In determining whether the Secretary's factual findings are supported by substantial evidence, the court must examine the evidence in the record taken as a whole and must take into account whatever in the record fairly detracts from its weight. See Born v. Secretary of Health and Human Services, 923 F.2d 1168, 1173 (6th Cir.1990). If supported by substantial evidence, the Secretary's decision must be affirmed even if a reviewing court would decide the matter differently, see Kinsella v. Schweiker, 708 F.2d 1058, 1059 (6th Cir.1983) (per curiam), and even if substantial evidence also supports the opposite conclusion, see Mullen v. Bowen, 800 F.2d 535, 545 (6th Cir.1986) (en banc). However, this deferential standard of review applies only to resolve issues of fact and credibility. See Listenbee v. Secretary of Health and Human Services, 846 F.2d 345, 349 (6th Cir.1988) (per curiam). Moreover, this court will not base its decision on a single piece of evidence and disregard other pertinent evidence in making a substantial evidence review. See Mowery v. Heckler, 771 F.2d 966, 970 (6th Cir.1985).

8

A social security disability claimant bears the ultimate burden of proof on the issue of disability. See Richardson v. Heckler, 750 F.2d 506, 509 (6th Cir.1984).
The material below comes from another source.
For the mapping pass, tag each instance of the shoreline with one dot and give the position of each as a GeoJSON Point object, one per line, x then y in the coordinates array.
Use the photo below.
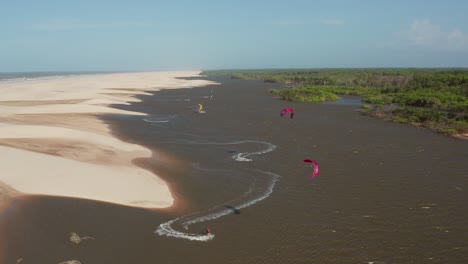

However, once a claimant makes out a prima facie case that he cannot perform his usual work due to his disability, the burden of proof then shifts to the Secretary to show that there is work in the national economy which the claimant can perform. See Martonik v. Heckler, 773 F.2d 236, 239 (8th Cir.1985); Allen v. Califano, 613 F.2d 139, 145 (6th Cir.1980). The Secretary must prove that having considered the claimant's present job qualifications, such as age, experience, education, and physical capacity, and the existence of jobs to match those qualifications, the claimant retains the capacity to perform a different kind of job. See Young v. Secretary of Health and Human Services, 925 F.2d 146, 148 (6th Cir.1990); Moon v. Sullivan, 923 F.2d 1175, 1181 (6th Cir.1990).

9

On occasion, the Secretary can satisfy his burden by relying on the medical vocational guidelines; however, where a claimant's functional limitations do not fit the pattern of the medical vocational guidelines, the testimony of a vocational expert may be used to satisfy the Secretary's burden of proof regarding the availability of jobs which claimant could perform. Young, 925 F.2d at 148-49. The grids are not fully applicable if the claimant suffers from a significant nonexertional impairment. See Damron v. Secretary of Health and Human Services, 778 F.2d 279, 282 (6th Cir.1985). A vocational expert is generally consulted where a claimant has significant nonexertional limitations. See Buck v. Bowen, 885 F.2d 451, 455 (8th Cir.1989); Polny v. Bowen, 864 F.2d 661, 663-64 (9th Cir.1988). The testimony of a vocational expert must be based on a hypothetical question which accurately portrays the claimant's physical and mental impairments. See Varley v. Secretary of Health and Human Services, 820 F.2d 777, 779 (6th Cir.1987).

10

After a thorough review of the considerable record, in light of all of claimant's arguments, we conclude that, as stated in the district court's well-reasoned opinion, substantial evidence supports the ALJ's findings that claimant is not entitled to disability insurance benefits. Since the ALJ's findings have become the opinion of the Secretary, substantial evidence, therefore, supports the Secretary's denial of the claim for Social Security disability benefits.

III.

11

Accordingly, the Secretary's denial of benefits is hereby AFFIRMED.